Your sprint gives way to heavy breathing. You shiver uncontrollably, moisture stinging in the corners of your eyes. Everything that moves makes your heart lurch. The shadows and fog obscure your already poor vision, and whenever the moon peeks from behind a thick upper canopy, it frightens you more than not being able to see. You return to your old tactics of distraction, to focus on something a little less unnerving. It's a mistake, because the farther you follow the tracks the more you notice

blood in black mud.

* * *

It's in and around the tracks. It begins as light splatters over leaves and moss, but soon becomes thicker and more heavily pooled in the mud imprints. Your tired sprint dwindles into a begrudging drag. What else is there to do? Where else to go? You pick up your desperate run again. Your throat and sinuses are burning and raw from your ragged breathing. The sting in your tear ducts blurs. Eyes frantically scan for tracks that are becoming more and more opaque till untraceable. There's a forecast of something horrific terribly near, and rapidly closing in. You shriek pitifully from the new range of dexterity fear gives you.

A misstep coats the bottoms of your feet in half-dried blood, your pants leg latches on an anonymous object and sends you tumbling stiffly to the soggy earth. You cough, head dizzy, and eyes completely bleary. Your dilated pupils dart to your upturned sides. Your head has collided against something slick; blood and black mud, it plasters your hair to your head and your clothes to the right side of your body. You haphazardly move to scramble to your feet, but discover the fabric of your pants is still trapped under whatever had caused you to stumble. Hyperventilating you swivel on your back to see where you are strongly snagged.

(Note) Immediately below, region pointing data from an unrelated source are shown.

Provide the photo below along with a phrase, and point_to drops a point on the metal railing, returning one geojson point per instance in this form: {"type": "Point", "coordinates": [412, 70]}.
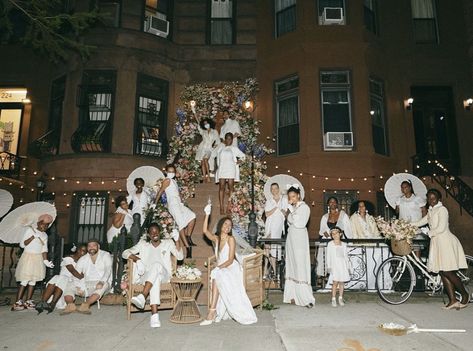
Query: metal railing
{"type": "Point", "coordinates": [366, 256]}
{"type": "Point", "coordinates": [428, 165]}
{"type": "Point", "coordinates": [92, 137]}
{"type": "Point", "coordinates": [46, 145]}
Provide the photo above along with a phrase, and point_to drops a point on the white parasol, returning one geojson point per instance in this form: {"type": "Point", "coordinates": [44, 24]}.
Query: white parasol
{"type": "Point", "coordinates": [14, 225]}
{"type": "Point", "coordinates": [6, 200]}
{"type": "Point", "coordinates": [149, 174]}
{"type": "Point", "coordinates": [282, 180]}
{"type": "Point", "coordinates": [392, 188]}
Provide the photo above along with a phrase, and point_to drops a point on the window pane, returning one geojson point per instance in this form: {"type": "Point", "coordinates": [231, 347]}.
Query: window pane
{"type": "Point", "coordinates": [334, 77]}
{"type": "Point", "coordinates": [422, 9]}
{"type": "Point", "coordinates": [221, 8]}
{"type": "Point", "coordinates": [288, 112]}
{"type": "Point", "coordinates": [286, 21]}
{"type": "Point", "coordinates": [283, 4]}
{"type": "Point", "coordinates": [221, 32]}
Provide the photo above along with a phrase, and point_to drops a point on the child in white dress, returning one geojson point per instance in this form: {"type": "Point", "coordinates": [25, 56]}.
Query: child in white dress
{"type": "Point", "coordinates": [32, 265]}
{"type": "Point", "coordinates": [338, 265]}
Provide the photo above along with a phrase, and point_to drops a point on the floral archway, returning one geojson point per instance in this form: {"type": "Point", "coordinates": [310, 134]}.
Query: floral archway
{"type": "Point", "coordinates": [210, 101]}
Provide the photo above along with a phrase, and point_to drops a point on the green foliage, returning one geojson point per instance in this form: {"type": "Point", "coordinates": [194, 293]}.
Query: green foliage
{"type": "Point", "coordinates": [47, 26]}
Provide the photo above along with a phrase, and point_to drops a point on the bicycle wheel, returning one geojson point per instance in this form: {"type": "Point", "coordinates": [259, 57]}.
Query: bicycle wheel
{"type": "Point", "coordinates": [395, 280]}
{"type": "Point", "coordinates": [466, 276]}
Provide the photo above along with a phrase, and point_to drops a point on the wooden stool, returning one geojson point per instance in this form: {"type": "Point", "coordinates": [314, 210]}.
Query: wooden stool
{"type": "Point", "coordinates": [186, 310]}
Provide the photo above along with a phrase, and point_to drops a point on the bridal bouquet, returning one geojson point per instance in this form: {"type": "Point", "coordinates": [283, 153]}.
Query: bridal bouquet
{"type": "Point", "coordinates": [396, 229]}
{"type": "Point", "coordinates": [188, 272]}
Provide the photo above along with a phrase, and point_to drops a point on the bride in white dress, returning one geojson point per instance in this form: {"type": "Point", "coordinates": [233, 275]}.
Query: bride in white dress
{"type": "Point", "coordinates": [297, 287]}
{"type": "Point", "coordinates": [228, 298]}
{"type": "Point", "coordinates": [183, 216]}
{"type": "Point", "coordinates": [275, 210]}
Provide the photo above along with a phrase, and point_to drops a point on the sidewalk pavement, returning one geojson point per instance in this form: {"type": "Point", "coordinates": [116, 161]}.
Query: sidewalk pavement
{"type": "Point", "coordinates": [349, 328]}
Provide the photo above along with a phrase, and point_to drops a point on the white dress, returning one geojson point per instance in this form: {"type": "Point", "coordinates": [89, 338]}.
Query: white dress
{"type": "Point", "coordinates": [410, 208]}
{"type": "Point", "coordinates": [127, 222]}
{"type": "Point", "coordinates": [233, 302]}
{"type": "Point", "coordinates": [181, 214]}
{"type": "Point", "coordinates": [227, 157]}
{"type": "Point", "coordinates": [274, 225]}
{"type": "Point", "coordinates": [338, 262]}
{"type": "Point", "coordinates": [231, 126]}
{"type": "Point", "coordinates": [298, 286]}
{"type": "Point", "coordinates": [205, 148]}
{"type": "Point", "coordinates": [445, 252]}
{"type": "Point", "coordinates": [344, 224]}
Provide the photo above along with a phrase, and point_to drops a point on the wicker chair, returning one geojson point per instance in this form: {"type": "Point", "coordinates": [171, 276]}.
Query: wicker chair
{"type": "Point", "coordinates": [252, 277]}
{"type": "Point", "coordinates": [168, 297]}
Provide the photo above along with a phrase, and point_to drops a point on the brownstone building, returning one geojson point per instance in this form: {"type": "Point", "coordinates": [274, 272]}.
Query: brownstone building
{"type": "Point", "coordinates": [349, 90]}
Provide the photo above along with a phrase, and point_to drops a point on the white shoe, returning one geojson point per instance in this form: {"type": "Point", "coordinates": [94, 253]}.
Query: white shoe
{"type": "Point", "coordinates": [139, 301]}
{"type": "Point", "coordinates": [154, 321]}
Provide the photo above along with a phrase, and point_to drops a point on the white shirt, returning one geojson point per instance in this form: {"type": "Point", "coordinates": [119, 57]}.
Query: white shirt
{"type": "Point", "coordinates": [151, 255]}
{"type": "Point", "coordinates": [100, 271]}
{"type": "Point", "coordinates": [38, 245]}
{"type": "Point", "coordinates": [410, 209]}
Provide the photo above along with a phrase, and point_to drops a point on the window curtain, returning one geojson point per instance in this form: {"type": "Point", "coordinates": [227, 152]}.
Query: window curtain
{"type": "Point", "coordinates": [283, 4]}
{"type": "Point", "coordinates": [422, 9]}
{"type": "Point", "coordinates": [288, 112]}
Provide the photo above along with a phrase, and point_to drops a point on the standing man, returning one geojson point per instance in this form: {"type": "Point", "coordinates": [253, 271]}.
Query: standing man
{"type": "Point", "coordinates": [96, 266]}
{"type": "Point", "coordinates": [153, 266]}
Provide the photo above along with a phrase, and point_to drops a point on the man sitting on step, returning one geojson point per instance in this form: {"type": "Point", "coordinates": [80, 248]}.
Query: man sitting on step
{"type": "Point", "coordinates": [153, 267]}
{"type": "Point", "coordinates": [96, 266]}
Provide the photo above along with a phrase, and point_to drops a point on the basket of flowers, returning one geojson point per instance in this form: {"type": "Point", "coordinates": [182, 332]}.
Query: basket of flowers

You kick and absolutely _nothing _budges. What holds you in place is a polished black shoe. Vision still struggling to center, you stare following the shoe up to a leg. A leg so elongated you think it will never end, to a towering looming body. You hold your breath, because in an instant you've forgotten how to properly breathe. Not a mountain lion, not a wolf, not a bob cat, not even a hunter. Something, perceptibly not human (no human could ever be this alarmingly tall), dressed in a solid black suit.

The moon unceremoniously emerges again from behind the judgment of clouds lighting what little you can see. You don't see his—it's face, as white and blank from a distance as the moon its self. No eyes to speak of, but you can sense him watching you _closely._ Waiting for what you'll do. Screech? Fight? Cry?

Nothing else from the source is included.